In exchange for these steps toward a fiscal union, the EU wants to tighten control on public finances, along the lines that Germany’s Merkel has suggested. EU regulatory power to send budget inspectors into government departments. These commissioners would be able to address the national parliament to explain itself and can advise on changes to national budgets.

It is true that in light of the failure of the super committee, the US rating could be cut, with Fitch a more likely candidate than Moody’s. However, note that since S&P cut the US rating, the dollar has appreciated against all the major currencies, but the Japanese yen. The euro is off almost 6% and sterling is off 4.5%.

If the fear was over the US rating outlook and fiscal outlook was a key driver today, it seems counter-intuitive for the US Treasuries to have rallied. The 10-year yield is off 5 bp and the 30-year is off 6 bp.

Separately. Japan reported a trade deficit in October of JPY273.8 bln. The consensus had called for a small surplus of JPY40 bln. Exports fell 10 times more than the market expected. They fell 3.7% year-over-year. Economists had expected a 0.3% decline. It is the first decline in three months and arguably reflects two things: yen strength and weaker foreign demand.

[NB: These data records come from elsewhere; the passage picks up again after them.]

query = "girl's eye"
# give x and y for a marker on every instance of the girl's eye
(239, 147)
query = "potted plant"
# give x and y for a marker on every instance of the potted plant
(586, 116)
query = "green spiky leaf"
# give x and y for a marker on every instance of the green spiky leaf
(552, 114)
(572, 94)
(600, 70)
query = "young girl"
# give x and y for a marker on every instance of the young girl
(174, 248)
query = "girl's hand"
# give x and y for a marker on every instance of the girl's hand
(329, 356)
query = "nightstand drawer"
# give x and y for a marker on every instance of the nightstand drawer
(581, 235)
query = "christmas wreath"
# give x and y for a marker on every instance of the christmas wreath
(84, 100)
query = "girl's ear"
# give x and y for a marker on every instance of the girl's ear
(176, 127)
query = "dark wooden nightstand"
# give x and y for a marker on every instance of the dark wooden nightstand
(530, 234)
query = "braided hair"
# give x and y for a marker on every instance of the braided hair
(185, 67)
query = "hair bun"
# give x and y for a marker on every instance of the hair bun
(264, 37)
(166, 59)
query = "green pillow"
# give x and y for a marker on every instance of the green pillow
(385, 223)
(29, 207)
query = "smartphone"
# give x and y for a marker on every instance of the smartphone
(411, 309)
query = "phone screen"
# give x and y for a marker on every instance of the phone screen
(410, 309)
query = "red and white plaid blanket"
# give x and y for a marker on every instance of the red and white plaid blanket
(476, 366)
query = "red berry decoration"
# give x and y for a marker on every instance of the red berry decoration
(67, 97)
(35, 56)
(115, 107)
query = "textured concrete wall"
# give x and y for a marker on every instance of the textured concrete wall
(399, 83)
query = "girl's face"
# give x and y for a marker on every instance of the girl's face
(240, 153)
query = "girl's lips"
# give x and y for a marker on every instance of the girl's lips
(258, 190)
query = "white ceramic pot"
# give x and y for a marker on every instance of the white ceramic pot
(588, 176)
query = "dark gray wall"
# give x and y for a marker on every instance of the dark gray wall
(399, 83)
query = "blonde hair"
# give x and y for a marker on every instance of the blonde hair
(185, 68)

Reasonable people may argue of which played a greater role. Imports rose almost 18% from a year ago. The market had expected around 15% increase. Rising commodity prices and substituting domestic production with imports seems to offer the most likely explanations.

The dollar is holding above the low set before the weekend near JPY76.60, but the high is below JPY77. It is the first day, thus far, that the dollar has not traded above JPY77 since BOJ record intervention on Oct 31. Today is the fifth consecutive session of lower highs. The Commitment of Traders saw a small rise in net long yen positions among the non-commercials (speculators) in the most recent period. Since the end of Oct, the net speculative position has been tripped by a little less than a third, though the yen is up about 1.7% month-to-date.